体験が感情を作る瞬間。
小学校の運動会があった日の夜だった。湯船に浸かって身体と気持ちがほぐれたのか、娘は思い出したかのように、かけっこのことを話し出した。
自分の心地よさを優先するマイペース気質の小1の娘と、とにかく「俺が俺が」タイプの小4の息子。
「授業中、常におしりが浮いていますね。積極的なのはいいんですけどね」と、個人懇談の際に、苦笑混じりに担任の先生から言われる元気印の息子とは対照的に
人のペースではなく自分のペースを守って1つ1つの動作を丁寧にやる娘。安定感があり、穏やかに見えるのか、まるでご当地キャラのようなゆるい愛おしさを感じさせる。
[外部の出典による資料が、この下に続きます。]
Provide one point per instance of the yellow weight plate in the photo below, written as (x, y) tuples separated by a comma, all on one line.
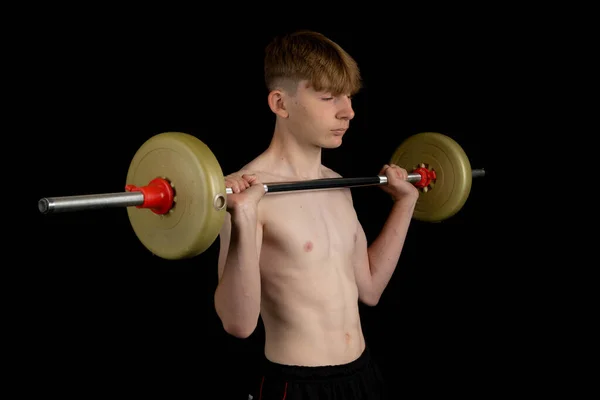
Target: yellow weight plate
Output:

そんな娘だから、順位や勝ち負けを気にすることはないのだろうと思っていた。
でもそれは間違った認識だった。
前日の雨降りの影響が残る湿ったグラウンドと薄曇りの空。
砂埃は立たないし、日焼けの心配をすることもない、現実的な運動会日和の日だった。
スタート直前まで私に向かってニコニコと手を振る娘に、私も笑顔で手を振り返す。
いざ走り出すと、4人で走るかけっこで、娘は4位だった。
スタートが少し遅れてしまい、最初から最後まで前の子を抜くことができなかった。
最後まで力を緩めることなく走り切っていたし、笑顔でゴールしたように見えたので、親としてはそれで十分だった。
去年の保育園の運動会では、「やっぱり年長さんともなると頼もしいなぁ」なんて思っていたのに、小学校の校庭で上級生と並ぶとその小ささと幼さに驚いてしまう。
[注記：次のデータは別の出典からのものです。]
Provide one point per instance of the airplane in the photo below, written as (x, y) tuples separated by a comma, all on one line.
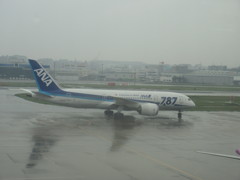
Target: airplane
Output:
[(222, 155), (144, 102)]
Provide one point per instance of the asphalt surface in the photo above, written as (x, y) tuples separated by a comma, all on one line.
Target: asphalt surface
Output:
[(50, 142)]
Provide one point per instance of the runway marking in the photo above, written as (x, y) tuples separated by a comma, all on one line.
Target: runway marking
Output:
[(157, 161)]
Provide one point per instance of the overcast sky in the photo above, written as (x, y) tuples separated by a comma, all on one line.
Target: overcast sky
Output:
[(152, 31)]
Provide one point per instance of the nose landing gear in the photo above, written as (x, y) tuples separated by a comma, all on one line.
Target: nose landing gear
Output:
[(179, 116)]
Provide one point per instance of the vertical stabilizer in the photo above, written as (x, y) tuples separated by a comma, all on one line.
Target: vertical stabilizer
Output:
[(43, 79)]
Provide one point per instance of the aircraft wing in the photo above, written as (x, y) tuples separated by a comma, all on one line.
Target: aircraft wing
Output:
[(127, 103), (33, 93), (221, 155)]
そんな子たちの競技なのだから、「何をしても可愛い」というフィルターがかかってしまうのは仕方ない。
大玉と並走、もしくは勢い余って抜かしてしまうような大玉転がしも、蛍光グリーンの旗を両手に持って、飛び跳ねるように動く創作ダンスも、ただひたすらかわいらしく、鼻の奥がツンとしてしまう瞬間もあった。
だから私の脳内では、かけっこ4位は、「頑張った運動会の一要素」でしかなかった。
お風呂の中で娘は泣いた。
「悔しい」という言葉をまだ知らない娘は、自分のコトバであのときの感情を伝えてくれた。
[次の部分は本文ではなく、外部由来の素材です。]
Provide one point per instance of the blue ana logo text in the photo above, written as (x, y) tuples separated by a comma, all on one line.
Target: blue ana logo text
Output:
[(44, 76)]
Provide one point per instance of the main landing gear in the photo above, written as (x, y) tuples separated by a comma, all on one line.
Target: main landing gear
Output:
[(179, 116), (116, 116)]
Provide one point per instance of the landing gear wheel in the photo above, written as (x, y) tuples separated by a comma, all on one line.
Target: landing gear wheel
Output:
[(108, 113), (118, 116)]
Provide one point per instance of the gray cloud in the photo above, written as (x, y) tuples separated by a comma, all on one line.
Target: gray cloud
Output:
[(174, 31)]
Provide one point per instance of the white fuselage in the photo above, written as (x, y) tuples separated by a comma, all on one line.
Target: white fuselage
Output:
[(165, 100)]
お風呂の中で、水滴と涙が混ざり合った顔を自分の手でぬぐいながら、「がんばったのに…」と話してくれた。
私は反省した。
娘の感情をちゃんと汲み取ってあげられてなかった。
感情はのっぺりとした平面的な絵ではない。もっと立体的で複雑で、単色では表せないものだと、改めて気付かされた。
楽しい
悲しい
悔しい
嬉しい
そうやって一言で表現できる気持ちなんてないのに、自分のこの気持ちがどの言葉に当てはまるなんて、大人だってわからないことがあるのに。
感情という絵の具は、ところどころで混ざり合ったり、濃淡があったり、上書きされたりする。
それをどんな風に感じ、捉えるのか。どんな風に表現するのかは、自分がどんな環境にいるか、どこにフォーカスするかで変わってくる。
それなのに私は「まぁ、かけっこでは4位だったけど、他は楽しそうだったし、いい運動会だったよね」という、ありがちな大人の見方で終わらせようとしていた。
たかが学校の運動会、たかが子どものかけっこだけど、まだ小さな世界で生きている娘にとっては、それが全てで大きな経験なのだ。
そのことに気づかせてくれたのは、「悔しい」という言葉を知らずとも、自分の気持ちを自分の語彙で伝えようとしてくれた娘の姿だった。
言いたいことや感情を吐き出して、気持ちが落ち着いてきたのか、うわずった声のトーンも通常モードに戻ってきた。
なんて声をかけようか考えて私はこう伝えた。
秋のせいか、少し乾燥してきた娘の背中を撫でる。
そう伝えると、娘はようやく口角を上げてくれた。
自分のコトバで自分の気持ちを伝えたい。それはきっと誰もが持っている切実な思い。
だからこそ、伝わったとき、受け止めてくれたとき、癒される。
癒されるから経験にできるし、次に進める。
そうやって、体験が感情を作り出し、言葉を学びながら、人は成長していくのだと思ってる。